В тот же миг он вскочил с кресла и заходил по комнате. Он был очень доволен собой, с плеч свалилась огромная тяжесть. Все оказалось совсем не так сложно, он говорил вполне естественно, чего никак от себя не ожидал. Теперь надо успокоиться и трезво все обдумать. Похоже, что после визита к Иньесте в эту среду Алекс отправится на свою виллу во Францию, однако странно, что он собирается лететь рейсовым самолетом. Он ведь всегда путешествует по Европе только на своем. Брук внезапно замер на месте, у него даже отвисла челюсть: ему вдруг пришло в голову, что Алекс, возможно, одолжил свой самолет Иньесте, чтобы тот позже прилетел к нему на виллу. В этом тихом, уединенном месте Иньеста, как нигде, сможет отдохнуть после операции.
Стараясь унять бурную радость, Брук со всех сторон обдумывал пришедшую ему в голову догадку и все больше проникался уверенностью, что именно так все и будет. В этой его гипотезе не было ни одного изъяна. Но чтобы не осталось совсем уж никаких сомнений, надо позвонить пилоту Алекса. Телефонная книга была в спальне наверху; однако, поднявшись за ней, он вспомнил, что аэропорт-то ведь за городом. Он бросился вниз к телефону и набрал номер справочного бюро. Трубку очень долго не снимали, и он, теряя терпение, заерзал на стуле. Наконец ему сказали номер телефона пилота, он набрал его и опять вынужден был долго ждать.
– Бисли слушает, – раздалось в трубке после того, как его дважды соединяли не с тем номером.
– Добрый день, капитан Бисли, – отозвался Брук как можно более непринужденным тоном. – Это Брук Гамильтон.
– Да, сэр, чем могу служить?
– Извините, что беспокою вас, но я пытался связаться с братом, поскольку он, как я слышал, улетает в четверг во Францию. Вы не скажете мне, в котором часу: меня интересует, не найдется ли у вас свободного места?
– Видите ли в чем дело, сэр, – ответил Бисли, прокашливаясь, – в четверг я лечу не с мистером Гамильтоном, я повезу нескольких его коллег. А он летит рейсовым самолетом немного раньше.
– Ах так? А во сколько вы вылетаете?
– Взлет назначен на двадцать тридцать… э-э… на восемь тридцать. – Брук улыбнулся, услышав уточнение. – Но боюсь, что свободных мест не будет.
– Какая жалость, меня бы это так устроило.

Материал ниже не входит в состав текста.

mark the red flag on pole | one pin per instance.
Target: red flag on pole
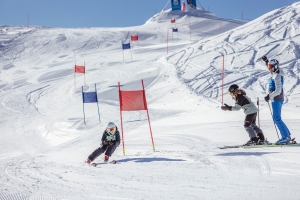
(134, 37)
(133, 101)
(79, 69)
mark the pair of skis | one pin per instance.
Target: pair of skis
(292, 143)
(104, 162)
(95, 164)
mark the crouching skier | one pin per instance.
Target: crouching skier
(242, 101)
(109, 142)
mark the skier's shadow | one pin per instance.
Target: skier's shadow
(245, 153)
(145, 160)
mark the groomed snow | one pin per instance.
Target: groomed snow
(44, 142)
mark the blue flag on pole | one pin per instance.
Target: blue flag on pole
(126, 46)
(175, 29)
(89, 97)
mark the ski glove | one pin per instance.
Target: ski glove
(226, 107)
(267, 98)
(265, 59)
(110, 143)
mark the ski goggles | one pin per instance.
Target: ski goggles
(111, 130)
(270, 66)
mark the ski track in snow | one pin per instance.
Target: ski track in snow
(44, 142)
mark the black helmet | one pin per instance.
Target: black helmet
(233, 88)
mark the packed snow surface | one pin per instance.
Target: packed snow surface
(44, 141)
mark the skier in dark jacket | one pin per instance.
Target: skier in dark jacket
(276, 96)
(109, 142)
(242, 101)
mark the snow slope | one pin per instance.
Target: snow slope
(44, 140)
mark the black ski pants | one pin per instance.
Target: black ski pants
(251, 127)
(109, 150)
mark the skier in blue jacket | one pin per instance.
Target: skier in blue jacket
(276, 96)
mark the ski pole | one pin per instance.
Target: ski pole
(258, 112)
(273, 121)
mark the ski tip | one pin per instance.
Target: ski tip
(94, 164)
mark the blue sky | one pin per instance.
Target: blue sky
(118, 13)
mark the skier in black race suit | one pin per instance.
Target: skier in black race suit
(244, 102)
(109, 142)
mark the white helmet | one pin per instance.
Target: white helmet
(111, 128)
(273, 64)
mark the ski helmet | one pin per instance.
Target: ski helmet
(233, 88)
(273, 64)
(111, 128)
(111, 125)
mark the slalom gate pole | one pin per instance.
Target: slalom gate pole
(273, 120)
(258, 112)
(97, 103)
(84, 75)
(83, 106)
(145, 101)
(130, 52)
(222, 79)
(75, 76)
(120, 99)
(167, 39)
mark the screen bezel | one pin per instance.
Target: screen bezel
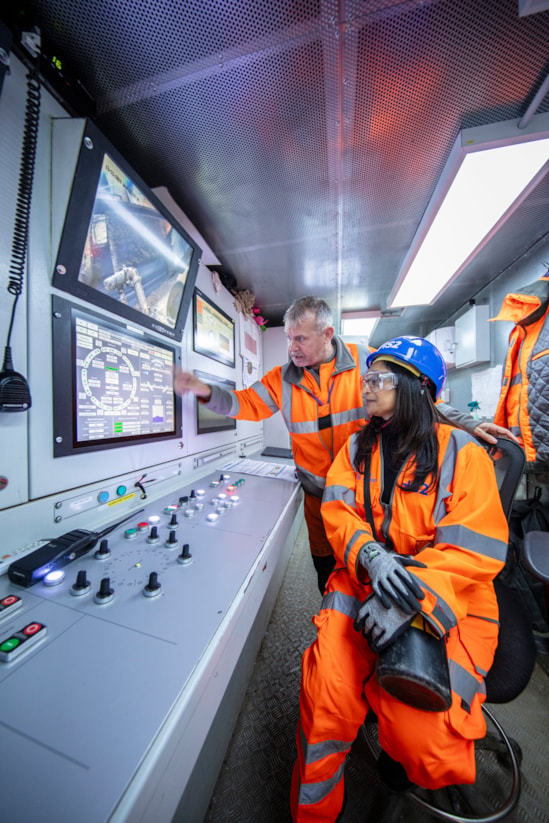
(94, 146)
(212, 353)
(65, 388)
(224, 423)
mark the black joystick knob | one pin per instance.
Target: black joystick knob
(185, 556)
(153, 535)
(103, 551)
(153, 586)
(172, 542)
(81, 585)
(105, 593)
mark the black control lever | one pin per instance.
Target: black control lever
(58, 553)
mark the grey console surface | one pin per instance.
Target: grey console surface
(83, 708)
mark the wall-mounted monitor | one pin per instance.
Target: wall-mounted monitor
(120, 248)
(112, 383)
(208, 421)
(213, 331)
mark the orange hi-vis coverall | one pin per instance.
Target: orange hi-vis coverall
(523, 405)
(320, 416)
(458, 529)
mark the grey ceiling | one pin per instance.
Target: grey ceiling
(304, 138)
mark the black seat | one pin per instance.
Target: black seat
(509, 675)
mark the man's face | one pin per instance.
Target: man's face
(306, 346)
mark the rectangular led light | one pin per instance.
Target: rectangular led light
(491, 169)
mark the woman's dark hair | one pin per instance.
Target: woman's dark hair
(411, 429)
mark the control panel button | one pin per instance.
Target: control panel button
(13, 646)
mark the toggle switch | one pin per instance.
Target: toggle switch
(82, 585)
(172, 542)
(103, 552)
(153, 586)
(185, 557)
(105, 593)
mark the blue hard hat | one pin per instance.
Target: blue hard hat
(416, 354)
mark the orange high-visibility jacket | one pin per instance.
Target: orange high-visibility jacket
(458, 529)
(523, 405)
(319, 418)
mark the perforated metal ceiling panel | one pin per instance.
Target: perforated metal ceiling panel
(304, 137)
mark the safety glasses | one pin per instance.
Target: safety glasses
(374, 381)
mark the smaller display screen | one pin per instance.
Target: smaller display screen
(122, 384)
(208, 421)
(213, 330)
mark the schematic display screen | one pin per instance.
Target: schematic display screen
(125, 386)
(122, 383)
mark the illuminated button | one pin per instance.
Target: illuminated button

Что ж, придется заказать билет в кассе, но все равно – спасибо. В любом случае, я позвоню брату. Надеюсь, что не слишком отвлек вас от дел.
– Все в порядке, сэр. Очень сожалею, что не могу помочь вам.
Брук повесил трубку и захлопал в ладоши от восторга. Он выяснил гораздо больше, чем мог надеяться, причем сделал это так ловко – можно поздравить себя с победой. Отыскав ключи и закрыв окна, он побежал к машине. Скорее бы рассказать им все. Возможно, они уже вернулись из гаража, где Мэтти готовил мотоциклы, и опять собрались у Евы.
Только на полпути ему пришло в голову, что он сжег все корабли. Теперь отступать уже поздно, сказал он себе. К своему удивлению, Брук обнаружил, что это открытие ничуть его не огорчило. Радостное возбуждение не покидало его, и он несся по шоссе предельно быстро, насколько позволяло обилие автомобилей на дороге.